The waiter is thinking mainly that we haven’t ordered, and to judge from his permanently raised gray-tufted eyebrows and creased forehead and his skeptical eyes, he is not interested in what at first glance he or a camera would see in Monty’s now suddenly quite undivided face, a fixed look that could be dislike, could be rage, a hot antipasto that wasn’t sitting well (but the waiter knew we hadn’t eaten), or a coldly intelligent fear much more clearly coherent than its nearest cause, which was what I (in my hypothetical field of multiple impingements) was doing to him and to myself. I did not have to have the sharpness of a god to know that he did not wholly mean to let go his next words: Who put that letter on my brother-in-law’s desk.
I answered, A sequence of footsteps, phone rings, bucket clanks, lights, darks — words which reminded me that, godlike or not, my strength was in knowing what these others mistook: that all I had was my place in a multiple system.
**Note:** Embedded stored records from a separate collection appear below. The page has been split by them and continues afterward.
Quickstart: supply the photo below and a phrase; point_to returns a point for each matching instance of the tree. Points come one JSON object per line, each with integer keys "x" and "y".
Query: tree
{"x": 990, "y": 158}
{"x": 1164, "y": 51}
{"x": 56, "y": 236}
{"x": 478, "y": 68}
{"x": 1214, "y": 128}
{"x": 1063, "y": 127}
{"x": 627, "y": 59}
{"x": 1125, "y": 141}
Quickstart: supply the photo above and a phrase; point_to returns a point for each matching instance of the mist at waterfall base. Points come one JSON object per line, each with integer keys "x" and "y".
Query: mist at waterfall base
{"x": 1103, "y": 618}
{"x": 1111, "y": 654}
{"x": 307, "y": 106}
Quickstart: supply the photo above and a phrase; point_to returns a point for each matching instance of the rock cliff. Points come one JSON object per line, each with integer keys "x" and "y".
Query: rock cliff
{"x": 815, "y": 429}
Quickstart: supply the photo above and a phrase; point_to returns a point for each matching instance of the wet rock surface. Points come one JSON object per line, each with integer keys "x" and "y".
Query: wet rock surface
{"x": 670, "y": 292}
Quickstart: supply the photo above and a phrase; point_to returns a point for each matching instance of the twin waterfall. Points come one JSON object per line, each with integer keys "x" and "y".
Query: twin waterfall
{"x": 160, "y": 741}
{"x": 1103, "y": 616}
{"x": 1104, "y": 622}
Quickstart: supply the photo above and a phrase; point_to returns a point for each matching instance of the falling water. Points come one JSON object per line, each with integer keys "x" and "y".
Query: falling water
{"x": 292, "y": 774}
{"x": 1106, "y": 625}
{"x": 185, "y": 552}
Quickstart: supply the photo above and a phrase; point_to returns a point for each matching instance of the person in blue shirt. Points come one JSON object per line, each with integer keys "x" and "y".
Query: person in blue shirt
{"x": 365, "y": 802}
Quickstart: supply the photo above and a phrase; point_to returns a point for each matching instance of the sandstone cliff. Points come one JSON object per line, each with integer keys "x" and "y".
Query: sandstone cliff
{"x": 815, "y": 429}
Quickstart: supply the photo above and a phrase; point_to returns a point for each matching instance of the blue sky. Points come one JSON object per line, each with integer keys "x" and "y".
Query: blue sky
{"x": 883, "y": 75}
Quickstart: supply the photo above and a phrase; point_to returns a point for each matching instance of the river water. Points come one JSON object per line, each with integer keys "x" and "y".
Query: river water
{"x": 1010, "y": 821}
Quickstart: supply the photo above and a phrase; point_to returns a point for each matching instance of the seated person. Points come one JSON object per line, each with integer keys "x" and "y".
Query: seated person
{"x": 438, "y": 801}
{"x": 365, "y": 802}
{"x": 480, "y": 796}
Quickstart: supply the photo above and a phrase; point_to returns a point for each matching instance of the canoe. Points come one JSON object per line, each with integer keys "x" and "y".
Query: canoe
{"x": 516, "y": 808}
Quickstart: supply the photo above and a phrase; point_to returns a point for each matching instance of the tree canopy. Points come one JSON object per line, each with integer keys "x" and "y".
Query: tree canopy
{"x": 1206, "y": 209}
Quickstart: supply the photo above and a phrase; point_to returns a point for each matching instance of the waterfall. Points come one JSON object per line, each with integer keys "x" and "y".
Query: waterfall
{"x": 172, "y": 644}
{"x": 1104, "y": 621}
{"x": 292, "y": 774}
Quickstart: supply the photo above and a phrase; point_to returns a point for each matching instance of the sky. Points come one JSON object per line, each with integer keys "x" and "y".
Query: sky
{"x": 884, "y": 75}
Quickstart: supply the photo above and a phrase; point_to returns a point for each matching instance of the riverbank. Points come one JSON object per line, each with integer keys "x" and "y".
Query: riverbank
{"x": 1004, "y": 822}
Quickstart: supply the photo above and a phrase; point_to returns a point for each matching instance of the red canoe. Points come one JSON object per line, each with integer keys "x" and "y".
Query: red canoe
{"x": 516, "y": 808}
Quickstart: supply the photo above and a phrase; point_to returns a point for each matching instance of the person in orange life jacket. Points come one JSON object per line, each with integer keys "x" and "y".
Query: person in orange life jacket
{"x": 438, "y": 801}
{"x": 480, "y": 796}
So I was not wholly responsible for now saying to Monty (what I knew would worry if not scare him) that Jack Flint wouldn’t like that letter, he wouldn’t like it one bit, and neither would the man who had almost shot John in my presence — did Monty happen to know Incremona?
Monty, whom a cine camera of any water would have shown to break his pose as soon as the waiter limped off, and a sound track would have voiced in cadences heavily ironic, now softly pounded out such words as Power already in process, right? like someone else’s crystal prototype? someone else’s formula? like some other boy’s baseball you happened to catch? someone else’s film idea you steal without understanding? isn’t that what it’s all about, Cartwright? like someone’s lighter which those who have not handled it before had better not reach for in your pocket?
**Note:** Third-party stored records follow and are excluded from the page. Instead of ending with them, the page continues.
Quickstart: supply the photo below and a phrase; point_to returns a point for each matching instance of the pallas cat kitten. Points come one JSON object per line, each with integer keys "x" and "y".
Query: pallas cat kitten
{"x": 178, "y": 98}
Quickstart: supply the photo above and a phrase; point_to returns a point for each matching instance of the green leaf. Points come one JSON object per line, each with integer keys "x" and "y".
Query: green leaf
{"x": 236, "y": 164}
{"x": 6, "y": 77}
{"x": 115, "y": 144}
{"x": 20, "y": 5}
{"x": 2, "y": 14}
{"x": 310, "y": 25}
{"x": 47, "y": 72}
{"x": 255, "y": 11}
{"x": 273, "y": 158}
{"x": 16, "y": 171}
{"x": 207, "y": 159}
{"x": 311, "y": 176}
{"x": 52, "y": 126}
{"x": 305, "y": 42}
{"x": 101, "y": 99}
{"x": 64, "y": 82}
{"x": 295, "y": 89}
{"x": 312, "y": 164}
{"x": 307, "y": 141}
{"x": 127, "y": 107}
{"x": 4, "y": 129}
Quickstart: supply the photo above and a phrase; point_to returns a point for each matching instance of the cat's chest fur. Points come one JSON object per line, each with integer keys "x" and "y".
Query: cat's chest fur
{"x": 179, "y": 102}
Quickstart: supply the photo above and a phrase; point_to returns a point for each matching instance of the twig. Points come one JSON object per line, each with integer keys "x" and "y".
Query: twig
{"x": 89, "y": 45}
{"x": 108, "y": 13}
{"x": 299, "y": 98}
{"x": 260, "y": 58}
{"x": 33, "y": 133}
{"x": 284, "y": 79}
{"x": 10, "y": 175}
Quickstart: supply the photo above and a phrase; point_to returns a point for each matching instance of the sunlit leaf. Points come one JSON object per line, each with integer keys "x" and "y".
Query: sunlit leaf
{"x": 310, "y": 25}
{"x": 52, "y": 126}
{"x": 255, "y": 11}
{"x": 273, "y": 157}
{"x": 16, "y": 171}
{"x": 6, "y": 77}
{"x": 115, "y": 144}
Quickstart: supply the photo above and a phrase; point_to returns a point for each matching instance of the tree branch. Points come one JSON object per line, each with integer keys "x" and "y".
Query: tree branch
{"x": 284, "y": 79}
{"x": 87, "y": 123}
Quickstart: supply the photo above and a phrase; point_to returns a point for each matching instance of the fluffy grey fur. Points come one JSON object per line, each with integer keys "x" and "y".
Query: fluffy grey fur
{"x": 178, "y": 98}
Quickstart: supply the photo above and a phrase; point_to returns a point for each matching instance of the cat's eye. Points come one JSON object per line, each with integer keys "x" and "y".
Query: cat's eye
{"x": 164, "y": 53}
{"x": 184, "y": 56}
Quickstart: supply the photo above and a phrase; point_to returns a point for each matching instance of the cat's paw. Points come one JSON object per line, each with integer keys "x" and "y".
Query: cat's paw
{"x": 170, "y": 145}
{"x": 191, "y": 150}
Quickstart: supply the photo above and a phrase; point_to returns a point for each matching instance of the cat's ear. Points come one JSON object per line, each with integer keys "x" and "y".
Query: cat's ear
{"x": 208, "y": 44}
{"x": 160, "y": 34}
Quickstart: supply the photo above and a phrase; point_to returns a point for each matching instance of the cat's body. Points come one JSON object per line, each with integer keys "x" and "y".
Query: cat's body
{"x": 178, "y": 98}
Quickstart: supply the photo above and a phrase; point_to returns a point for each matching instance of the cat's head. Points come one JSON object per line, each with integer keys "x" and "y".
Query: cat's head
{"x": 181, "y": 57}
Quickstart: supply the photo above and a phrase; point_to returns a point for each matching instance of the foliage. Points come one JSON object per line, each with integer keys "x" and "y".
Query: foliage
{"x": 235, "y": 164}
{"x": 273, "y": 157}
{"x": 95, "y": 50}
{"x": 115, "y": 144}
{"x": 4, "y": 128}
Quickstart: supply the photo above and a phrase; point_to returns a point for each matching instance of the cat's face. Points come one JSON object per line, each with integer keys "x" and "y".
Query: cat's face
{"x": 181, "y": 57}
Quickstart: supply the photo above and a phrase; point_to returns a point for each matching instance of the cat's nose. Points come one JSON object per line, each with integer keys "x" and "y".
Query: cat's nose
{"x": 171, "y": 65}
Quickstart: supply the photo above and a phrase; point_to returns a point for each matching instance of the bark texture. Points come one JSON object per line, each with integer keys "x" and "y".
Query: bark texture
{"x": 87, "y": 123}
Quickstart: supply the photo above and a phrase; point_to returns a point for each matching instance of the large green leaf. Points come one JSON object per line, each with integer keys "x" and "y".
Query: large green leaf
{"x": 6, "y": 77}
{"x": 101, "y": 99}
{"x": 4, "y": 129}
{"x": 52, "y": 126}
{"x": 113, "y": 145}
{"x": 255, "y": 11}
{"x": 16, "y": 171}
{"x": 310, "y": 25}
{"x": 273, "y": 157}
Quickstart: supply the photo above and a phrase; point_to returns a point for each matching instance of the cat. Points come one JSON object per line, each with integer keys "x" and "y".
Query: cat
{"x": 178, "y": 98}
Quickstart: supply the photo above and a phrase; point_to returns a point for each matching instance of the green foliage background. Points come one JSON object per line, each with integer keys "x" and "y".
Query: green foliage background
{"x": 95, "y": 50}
There was no beer in the stein I tipped back to my mouth-tipped more calmly than a camera could see. Monty had heard about Krish, so Krish had been discovered. And Monty had heard I was suspected. I saw him through the stein like an old forgotten hypothesis, then set it down and looked for the waiter and waved, while Monty said how he cared about that girl and nothing must happen to her even if I was the one as he now began to think who was at the heart of the whole thing — and even if I already had the information he was about to give me, I was not going to have the chance to sneak it, he was going to give it to me free and then he was going to get up from this table and he hoped I understood where he stood.